Title III: Public accommodations and commercial facilities


 

I. Enforcement

Through lawsuits and both formal and informal settlement agreements, the Department has achieved greater access for individuals with disabilities in thousands of cases. Under general rules governing lawsuits brought by the Federal Government, the Department of Justice may not file a lawsuit unless it has first attempted to settle the dispute through negotiations.

A. Litigation

The Department may file lawsuits in Federal court to enforce the ADA and may obtain court orders including compensatory damages and back pay to remedy discrimination. Under title III the Department may also obtain civil penalties of up to $55,000 for the first violation and $110,000 for any subsequent violation.

1. New Lawsuits

Title II

Defending the constitutionality of the ADA -- When a party in a lawsuit challenges any provision of a Federal law as unconstitutional, the Department is permitted to intervene to defend the law's constitutionality. During this quarter, the Department intervened in two cases to defend the constitutionality of private title II lawsuits against State claims of immunity under the 11th Amendment.

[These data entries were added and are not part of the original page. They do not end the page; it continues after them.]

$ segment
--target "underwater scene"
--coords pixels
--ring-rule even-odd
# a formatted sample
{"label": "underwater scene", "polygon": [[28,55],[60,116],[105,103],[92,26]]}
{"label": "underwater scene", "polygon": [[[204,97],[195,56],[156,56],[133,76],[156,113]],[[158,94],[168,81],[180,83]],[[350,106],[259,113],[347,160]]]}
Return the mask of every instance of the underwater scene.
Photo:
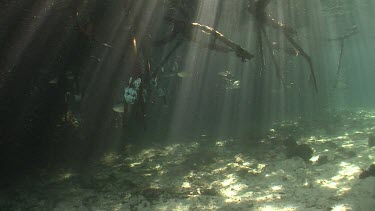
{"label": "underwater scene", "polygon": [[1,0],[1,211],[375,210],[375,1]]}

Hale v. King (Fifth Circuit) -- a lawsuit by a former inmate at a state correctional institution in Mississippi claiming he was denied access to certain facilities and programs based on his medical and psychiatric classifications.

Disability Rights New Jersey, Inc. v. Velez (District of New Jersey) -- a lawsuit alleging that New Jersey has failed to implement its plan for transitioning individuals with developmental disabilities from institutional settings to community-based settings.

2. Decisions

Title III

Arizona v. Harkins Amusement Enterprises, Inc. -- On April 30, 2010, the U.S. Court of Appeals for the Ninth Circuit ruled that the U.S. District Court for the District of Arizona was in error when it dismissed a lawsuit by the State of Arizona and two individuals (each representing a separate class - one of individuals who are deaf or hard of hearing, and one of individuals who are blind or have visual impairments) against a movie theater chain alleging that it violated the ADA by failing to exhibit movies with captions and video description. The Department filed an amicus brief in this appeal in February 2009 arguing that closed captions and video description are auxiliary aids that permit individuals with sensory disabilities to enjoy a movie, and that the district court was wrong in concluding that these auxiliary aids would fundamentally alter the movie theaters' services.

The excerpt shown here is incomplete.